Fact Finding Is Important for Advocacy
Our country is puppy crazy. Consumers must make a decision as to where to obtain their next furry, family member. Some consumers choose to adopt from a rescue or shelter, while some elect to purchase from a responsible breeder. Others, unfortunately, decide to purchase from an online puppy-selling broker or breeder website-this method is dangerous. When puppies are purchased from online brokers or breeders, there is a multitude of inherent risks that the consumers take such as purchasing a sick or behaviorally unhealthy puppy, not receiving the puppy that was ordered, and purchasing a puppy that was born in a puppy mill. The only way to truly know where the puppy was born is to meet the mother and see, in person, where the puppy was born. Using the “click and ship” or “click and meet” methods of purchasing a puppy and having the puppy shipped to your home or meeting the breeder in a location away from where the puppy was born, does not allow the consumer to determine if the puppy was born in a puppy mill. Meeting the mother and seeing where the puppy was born is an effective method of due diligence designed to determine if the puppy was born or not born in a puppy mill. After all, the puppy’s purchase price could be thousands of dollars, so practicing due diligence before the purchase is a logical way to protect your investment, and your heart.
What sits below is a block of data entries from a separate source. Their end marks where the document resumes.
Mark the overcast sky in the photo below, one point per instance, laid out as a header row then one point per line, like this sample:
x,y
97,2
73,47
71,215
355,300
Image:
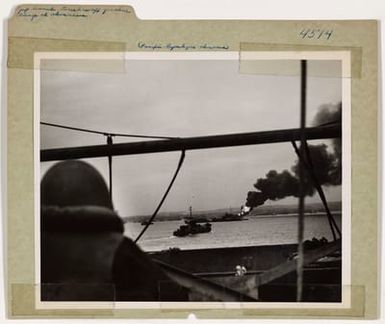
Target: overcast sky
x,y
181,98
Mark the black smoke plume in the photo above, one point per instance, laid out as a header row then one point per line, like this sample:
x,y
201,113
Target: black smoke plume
x,y
326,166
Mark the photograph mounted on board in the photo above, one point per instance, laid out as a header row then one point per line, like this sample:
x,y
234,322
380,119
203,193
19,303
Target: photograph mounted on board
x,y
194,177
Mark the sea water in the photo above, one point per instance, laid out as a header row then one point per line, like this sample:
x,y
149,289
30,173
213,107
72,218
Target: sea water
x,y
256,230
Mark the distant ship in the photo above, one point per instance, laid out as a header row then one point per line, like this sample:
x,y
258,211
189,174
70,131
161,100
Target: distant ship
x,y
145,223
192,227
228,218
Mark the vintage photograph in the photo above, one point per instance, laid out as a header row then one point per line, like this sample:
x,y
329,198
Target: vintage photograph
x,y
193,178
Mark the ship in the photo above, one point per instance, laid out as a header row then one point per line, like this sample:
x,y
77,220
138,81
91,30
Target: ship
x,y
144,223
191,228
228,218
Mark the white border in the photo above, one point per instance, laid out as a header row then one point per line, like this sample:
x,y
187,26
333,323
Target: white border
x,y
344,56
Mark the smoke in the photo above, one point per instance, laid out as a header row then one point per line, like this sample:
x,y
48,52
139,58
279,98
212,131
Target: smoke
x,y
326,166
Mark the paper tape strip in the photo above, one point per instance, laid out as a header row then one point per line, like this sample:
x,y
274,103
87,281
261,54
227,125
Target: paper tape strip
x,y
282,59
66,55
23,305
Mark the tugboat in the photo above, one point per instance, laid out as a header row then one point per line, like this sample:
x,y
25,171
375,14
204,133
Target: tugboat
x,y
145,223
191,227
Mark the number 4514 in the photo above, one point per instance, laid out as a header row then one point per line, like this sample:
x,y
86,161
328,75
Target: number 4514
x,y
315,33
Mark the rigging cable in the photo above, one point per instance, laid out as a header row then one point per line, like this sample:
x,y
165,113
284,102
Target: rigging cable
x,y
310,168
105,133
180,163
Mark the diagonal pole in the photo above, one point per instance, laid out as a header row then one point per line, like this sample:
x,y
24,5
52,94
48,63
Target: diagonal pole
x,y
301,199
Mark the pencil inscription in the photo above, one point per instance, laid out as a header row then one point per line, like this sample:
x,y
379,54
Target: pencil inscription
x,y
182,46
35,13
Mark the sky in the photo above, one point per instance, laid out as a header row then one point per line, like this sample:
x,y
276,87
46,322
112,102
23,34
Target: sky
x,y
181,98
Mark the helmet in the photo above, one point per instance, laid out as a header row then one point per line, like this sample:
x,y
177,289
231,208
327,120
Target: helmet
x,y
74,183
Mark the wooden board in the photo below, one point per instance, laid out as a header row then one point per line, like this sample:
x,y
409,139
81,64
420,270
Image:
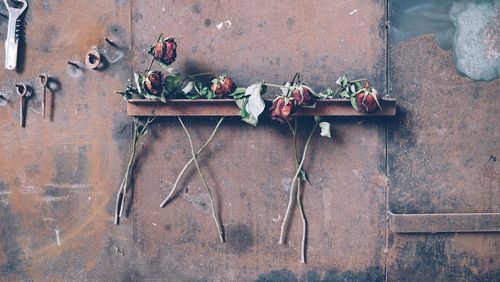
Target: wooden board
x,y
227,107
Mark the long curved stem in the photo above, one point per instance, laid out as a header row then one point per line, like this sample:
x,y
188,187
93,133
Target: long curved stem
x,y
122,192
299,197
285,219
214,212
174,188
290,197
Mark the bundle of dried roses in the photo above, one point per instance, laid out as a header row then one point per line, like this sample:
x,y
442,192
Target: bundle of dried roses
x,y
155,85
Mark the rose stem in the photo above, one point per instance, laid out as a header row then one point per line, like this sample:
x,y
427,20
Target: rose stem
x,y
151,64
214,213
290,198
168,198
121,196
282,237
299,198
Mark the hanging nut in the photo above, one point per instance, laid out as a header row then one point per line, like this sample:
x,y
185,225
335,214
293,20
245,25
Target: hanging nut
x,y
93,59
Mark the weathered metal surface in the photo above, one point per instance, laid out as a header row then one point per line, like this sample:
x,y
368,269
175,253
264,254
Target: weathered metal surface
x,y
442,148
58,176
444,223
250,169
181,107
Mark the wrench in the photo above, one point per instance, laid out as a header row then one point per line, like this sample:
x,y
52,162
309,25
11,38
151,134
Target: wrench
x,y
11,43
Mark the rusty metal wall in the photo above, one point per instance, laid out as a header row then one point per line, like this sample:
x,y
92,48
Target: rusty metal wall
x,y
442,148
58,177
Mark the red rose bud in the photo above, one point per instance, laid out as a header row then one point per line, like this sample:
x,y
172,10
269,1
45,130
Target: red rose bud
x,y
153,83
165,51
302,98
223,86
282,109
367,100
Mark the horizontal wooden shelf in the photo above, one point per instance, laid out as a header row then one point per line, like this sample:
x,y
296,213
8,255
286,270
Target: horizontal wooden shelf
x,y
227,107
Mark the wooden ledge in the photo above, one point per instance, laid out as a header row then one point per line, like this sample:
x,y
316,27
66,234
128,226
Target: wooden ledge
x,y
228,108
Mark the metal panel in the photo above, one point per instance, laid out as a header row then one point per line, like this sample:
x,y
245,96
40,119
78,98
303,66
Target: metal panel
x,y
442,148
444,223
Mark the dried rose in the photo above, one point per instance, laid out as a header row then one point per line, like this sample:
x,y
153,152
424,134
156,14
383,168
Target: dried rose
x,y
367,99
222,86
153,83
165,50
302,94
282,109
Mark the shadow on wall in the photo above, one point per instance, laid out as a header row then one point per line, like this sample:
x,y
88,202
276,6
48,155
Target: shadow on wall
x,y
471,29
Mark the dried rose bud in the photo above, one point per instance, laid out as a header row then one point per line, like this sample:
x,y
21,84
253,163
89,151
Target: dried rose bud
x,y
282,109
153,83
302,97
165,51
222,86
367,100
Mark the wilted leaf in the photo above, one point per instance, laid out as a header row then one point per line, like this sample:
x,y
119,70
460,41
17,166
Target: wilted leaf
x,y
245,115
285,89
325,129
342,81
353,103
138,81
238,93
188,88
255,105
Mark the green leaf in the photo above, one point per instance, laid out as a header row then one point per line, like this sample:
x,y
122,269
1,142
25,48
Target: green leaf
x,y
255,105
358,86
162,64
238,93
245,115
188,88
344,94
353,103
342,81
325,129
138,78
285,89
172,83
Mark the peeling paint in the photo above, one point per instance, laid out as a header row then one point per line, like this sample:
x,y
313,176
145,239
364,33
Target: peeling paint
x,y
469,28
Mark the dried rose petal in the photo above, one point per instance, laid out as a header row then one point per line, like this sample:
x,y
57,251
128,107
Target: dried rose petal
x,y
304,98
223,86
153,83
281,110
165,51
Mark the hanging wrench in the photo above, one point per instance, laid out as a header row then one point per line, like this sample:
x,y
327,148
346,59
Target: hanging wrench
x,y
11,43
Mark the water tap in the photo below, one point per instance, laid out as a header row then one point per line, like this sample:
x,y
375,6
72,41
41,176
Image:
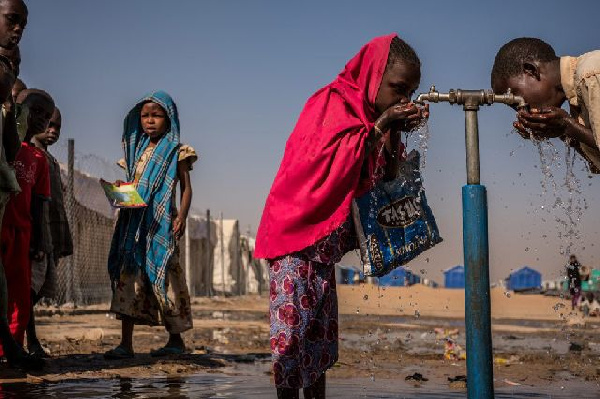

Another method of due diligence, oftentimes used by animal advocates, is to request a certificate of veterinary inspection (CVI)-sometimes referred to as a health certificate. A CVI is a legal document required for animals, such as puppies, crossing state lines. The certificate’s purpose is to ensure that the animals are healthy to travel and are not showing outward signs of disease or parasites that could be harmful to the people or animals they come into contact with during transport or at the eventual destination. Animal advocates obtain these CVIs by performing a Freedom of Information Act (FOIA) request through a state’s Department of Agriculture. For example, if a puppy was born in Missouri and sold or shipped to a customer in Illinois, such as a broker, pet store, or consumer, a veterinarian in the state of Missouri must evaluate the puppy and complete a CVI before the puppy is shipped to the end location. CVIs are important for animal advocates and consumers as it documents the breeder or broker’s information in Missouri and the purchasing customer’s information in Illinois. Having access to the breeder or broker’s identity allows the consumer and animal advocates to carryout due diligence and research the breeder or broker’s history and reputation. BUT, there is a catch-there is often a fee for obtaining a CVI. Each state’s Department of Agriculture can charge a fee for obtaining and delivering a CVI to the requesting party. Is this fee worth it?
If you are a consumer practicing due diligence before you purchase a puppy, knowing the breeder or broker’s information may assist you in determining if the breeder is responsible or if the broker utilizes large scale, commercial breeders to fill consumer’s orders. Knowing the broker or breeder’s name allows you to conduct an online search or search the USDA database that houses breeder inspection reports. Having this information is an important piece to the puzzle when determining in what type of facility your puppy was born. For example, if the CVI states the breeder or broker is John Doe from 666 Puppy Mill Lane in Lancaster, Pennsylvania, you can search John Doe’s USDA inspection reports and see that he had 167 adult dogs and 123 puppies on his property during his last USDA inspection. This data may help you decide that John Doe is operating a large scale, commercial-breeding facility-otherwise known as, a puppy mill.
Animal advocates frequently request numerous CVIs in their research to help build a database to track questionable breeders and brokers. Requesting multiple CVIs can be extremely expensive with invoices in the hundred’s dollars for multiple CVIs or even $59 for one CVI-that is expensive! So why is it so expensive? Is it the state’s Department of Agriculture’s attempt to dissuade non-profit advocacy groups from researching their state’s breeders? Is it really labor intensive for office staff to retrieve CVIs from an electronic database? Does it require extensive manpower to review FOIA requests and obtain CVIs for the public’s viewing? Is it a way for government to make money? Regardless of the cost, the data obtained from the CVI is invaluable to animal advocates and the consumers. Please consider donating to Stop Online Puppy Mills to assist in deferring the costs of obtaining CVIs and making FOIA requests. In addition, if you are a consumer, and you are about to purchase a puppy from a questionable source, please do your due diligence and obtain the information about your breeder and broker BEFORE purchasing the puppy. If you determine your puppy comes from an irresponsible source, the cost of due diligence PRIOR to purchase could save you a lot of money and heartache in the end.